There is no pressure, no aesthetic to live up to, just hands working, conversations unfolding naturally. There is a shared feeling that re-styling isn’t only about garments, but about rebuilding identity.

What Chop Suey observes is an attitude that isn’t left behind in Portugal but follows them into Strijp-S, adapting to a completely different rhythm without losing its core.

Even in this super curated, hyper-designed space, the workshop still carries that same energy. Only now it’s surrounded by vegan cafés, oat milk lattes, and that yoghurt ice cream everyone ends up getting “just to try” and then posting five minutes later.

Image;Braaksma-Roos-Architectenbureau-Engine-Space-StrijpS-Ehv

The Lab that Offers Creative Collabs

Now they meet in Strijp-S, where the Philips factories used to produce their electronics. inside the MicroLab, a world of steel structures, clean lines, the fast-moving city energy feels slightly performative.

The workshop lasts three days. The concept stays simple: finish what already exists and present it in a new setting. Portugal feels soft and open; here, everything is sharp and industrial.

Before, they work in near silence. Now, there’s the constant hum of machines, voices in a space that once produced something entirely different.

Students step into their own creations, turning scraps into expressive looks, ready for socials but still experimental. Between cutting and stitching, they document everything, phones and cameras capturing styles against raw concrete, steel beams, and sunlit windows.

Creative Hubs and Concept Stores

Between sessions, the students wander through creative spots in Strijp-S, where vintage racks blend into concept stores and nothing feels mass-produced.

Back in the workshop, that same energy turns hands-on. Fabrics dip into dye baths, colours shifting unpredictably. Others layer prints, experiment with textures, or hand-stitch pieces back together or adding small embroidered details as personal signatures.

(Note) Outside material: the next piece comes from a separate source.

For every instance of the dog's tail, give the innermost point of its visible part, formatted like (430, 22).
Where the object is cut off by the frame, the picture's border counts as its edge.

Students grow more confident, bolder in how they style and present, moving naturally between creating, hanging out, and capturing moments for socials.

Outside, they gather with coffee, swapping pieces and ideas, scouting corners for quick shoots—textured walls, metal staircases, café interiors. Even unfinished pieces become part of the look.

It never feels forced. The mix of creatives, food spots, and slow-fashion culture creates a shared vibe where everything just clicks.

Blurring Boundaries

Strijp-S makes sense if you stop trying to label it.

What used to be a place built for mass production, efficient, structured, focused on output at scale, now hosts people who are doing almost the opposite. Questioning systems, reshaping ideas, and using the past not as something to leave behind, but as material to work with.

Industrial buildings still standing strong, combining expensive lofts with social housing. Like the vertical forest, wiith trees and plants climbing up 19 floors. This proofs that even in the middle of concrete and steel, nature can be integrated into everyday life, without losing the urban edge.

This mindset has always been part of Philips, founded in 1891 by Frederik Philips and Gerard Philips, who believed a company should be more than production, it should be part of people’s lives.

In 1913 PSV Eindhoven, originally a sports association for Philips employees, is built to support well-being, connection and a sense of community beyond the factory floor. That spirit carries through in Frits Philips, who even at the age of 100, chooses to watch matches not from a VIP box, but among the supporters.

Looking at the students in Strijp-S now, cutting, restyling, documenting, moving between workshops and cafés, feels like a new generation of makers, not producing at scale, not erasing but re-shaping into something that feels contemporary.